The Social Security Administration reported in 2022 that disabled workers made up 89% of people receiving Social Security Disability benefits. These individuals likely have plans to one day return to work.
However, returning to work can be a complex decision. The process requires careful consideration of various factors and how work might affect your SSDI benefits.
Trial work period
The SSA encourages SSDI recipients to attempt working again by offering a Trial Work Period. During the TWP, you can test your ability to work while still receiving full SSDI benefits. The TWP allows for up to nine months within a rolling 60-month period in which you can earn any amount without losing your benefits.
Substantial gainful activity
Substantial Gainful Activity is a measure the SSA uses to evaluate your work activity. There is a monthly income threshold for SGA that varies from year to year. If your monthly earnings exceed the SGA limit, the SSA may reduce or discontinue your benefits.
Extended period of eligibility
Once you complete the TWP months, you enter the Extended Period of Eligibility. This period lasts for 36 months, during which your SSDI benefits can continue as long as you remain below the SGA threshold. If your income exceeds SGA, the SSA suspends your benefits.
After the EPE, there is a five-year grace period during which you can request the SSA reinstate your benefits if your income falls below SGA without you having to file a new application. If your earnings increase above SGA during this grace period, the SSA will terminate them again.

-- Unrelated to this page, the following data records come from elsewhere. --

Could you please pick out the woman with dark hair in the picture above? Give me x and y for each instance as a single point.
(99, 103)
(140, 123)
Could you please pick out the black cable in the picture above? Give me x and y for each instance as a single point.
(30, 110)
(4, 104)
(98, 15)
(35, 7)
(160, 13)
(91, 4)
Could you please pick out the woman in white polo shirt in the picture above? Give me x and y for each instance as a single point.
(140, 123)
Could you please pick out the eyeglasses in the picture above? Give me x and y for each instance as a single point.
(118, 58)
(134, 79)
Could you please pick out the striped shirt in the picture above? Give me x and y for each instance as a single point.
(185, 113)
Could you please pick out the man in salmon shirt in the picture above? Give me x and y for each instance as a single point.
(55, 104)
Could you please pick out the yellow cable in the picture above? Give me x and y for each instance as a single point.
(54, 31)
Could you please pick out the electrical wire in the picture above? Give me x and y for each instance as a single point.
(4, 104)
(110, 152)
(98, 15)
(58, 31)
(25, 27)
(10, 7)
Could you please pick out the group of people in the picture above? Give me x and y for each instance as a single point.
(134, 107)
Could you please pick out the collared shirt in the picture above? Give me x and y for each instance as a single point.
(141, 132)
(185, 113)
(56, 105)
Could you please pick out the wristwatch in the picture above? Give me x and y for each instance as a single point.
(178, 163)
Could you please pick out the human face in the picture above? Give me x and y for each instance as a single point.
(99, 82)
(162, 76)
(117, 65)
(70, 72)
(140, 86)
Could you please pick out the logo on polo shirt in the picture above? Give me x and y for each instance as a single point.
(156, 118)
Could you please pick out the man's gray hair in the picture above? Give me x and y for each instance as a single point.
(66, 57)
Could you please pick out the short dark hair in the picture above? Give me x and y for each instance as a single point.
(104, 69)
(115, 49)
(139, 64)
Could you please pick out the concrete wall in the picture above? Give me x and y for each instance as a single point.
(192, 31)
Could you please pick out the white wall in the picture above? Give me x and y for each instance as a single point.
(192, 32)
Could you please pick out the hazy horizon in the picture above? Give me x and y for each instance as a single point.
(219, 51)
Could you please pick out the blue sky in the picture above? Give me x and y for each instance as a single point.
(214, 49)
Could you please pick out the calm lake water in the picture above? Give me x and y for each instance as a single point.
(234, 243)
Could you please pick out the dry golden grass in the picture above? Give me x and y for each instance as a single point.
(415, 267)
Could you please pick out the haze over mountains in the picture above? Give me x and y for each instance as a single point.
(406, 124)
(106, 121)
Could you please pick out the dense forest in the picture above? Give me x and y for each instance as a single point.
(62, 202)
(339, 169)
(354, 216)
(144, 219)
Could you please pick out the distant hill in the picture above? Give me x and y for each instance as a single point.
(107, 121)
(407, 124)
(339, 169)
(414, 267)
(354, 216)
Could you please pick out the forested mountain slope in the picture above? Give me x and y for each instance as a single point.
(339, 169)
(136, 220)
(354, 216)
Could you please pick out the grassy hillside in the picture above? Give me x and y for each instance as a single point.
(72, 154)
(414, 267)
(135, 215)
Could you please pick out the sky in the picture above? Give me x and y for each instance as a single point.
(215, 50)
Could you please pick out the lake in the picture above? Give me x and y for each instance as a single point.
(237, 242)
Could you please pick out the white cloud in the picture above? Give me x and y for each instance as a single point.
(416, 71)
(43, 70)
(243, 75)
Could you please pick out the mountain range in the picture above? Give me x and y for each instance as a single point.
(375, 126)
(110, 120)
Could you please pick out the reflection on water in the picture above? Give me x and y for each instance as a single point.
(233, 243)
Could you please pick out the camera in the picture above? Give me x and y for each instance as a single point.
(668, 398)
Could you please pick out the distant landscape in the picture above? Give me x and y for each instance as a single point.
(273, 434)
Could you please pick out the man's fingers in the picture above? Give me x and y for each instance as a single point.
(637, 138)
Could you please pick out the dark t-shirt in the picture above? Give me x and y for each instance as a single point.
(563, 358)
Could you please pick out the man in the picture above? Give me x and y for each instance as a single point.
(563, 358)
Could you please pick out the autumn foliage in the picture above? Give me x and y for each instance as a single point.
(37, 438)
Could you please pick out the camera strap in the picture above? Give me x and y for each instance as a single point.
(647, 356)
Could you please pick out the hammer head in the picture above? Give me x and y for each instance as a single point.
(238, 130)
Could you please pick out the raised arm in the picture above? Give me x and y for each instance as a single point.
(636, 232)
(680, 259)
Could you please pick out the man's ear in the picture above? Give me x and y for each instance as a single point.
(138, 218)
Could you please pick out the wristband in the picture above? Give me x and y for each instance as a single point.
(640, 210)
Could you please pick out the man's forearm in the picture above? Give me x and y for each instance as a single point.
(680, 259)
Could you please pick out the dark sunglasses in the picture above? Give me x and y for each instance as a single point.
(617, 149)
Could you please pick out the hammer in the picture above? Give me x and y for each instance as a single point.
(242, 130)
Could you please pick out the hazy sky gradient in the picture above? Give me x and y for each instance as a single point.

Impairment-related work expenses
Impairment-Related Work Expenses are expenses related to your disability that you can deduct from your earnings for SGA calculations. Approved IRWE can help reduce your countable income and keep you below the SGA threshold.
Ticket to work program
The Ticket to Work program is a federal initiative that helps SSDI recipients return to the workforce. It provides vocational rehabilitation services, training and job placement assistance while allowing you to retain your Medicare or Medicaid coverage during your participation in the program.
Keeping the SSA informed about changes in your employment and earnings is essential. Failure to report accurately and promptly could lead to overpayments or penalties. It is your responsibility to provide this information to ensure compliance with SSDI rules.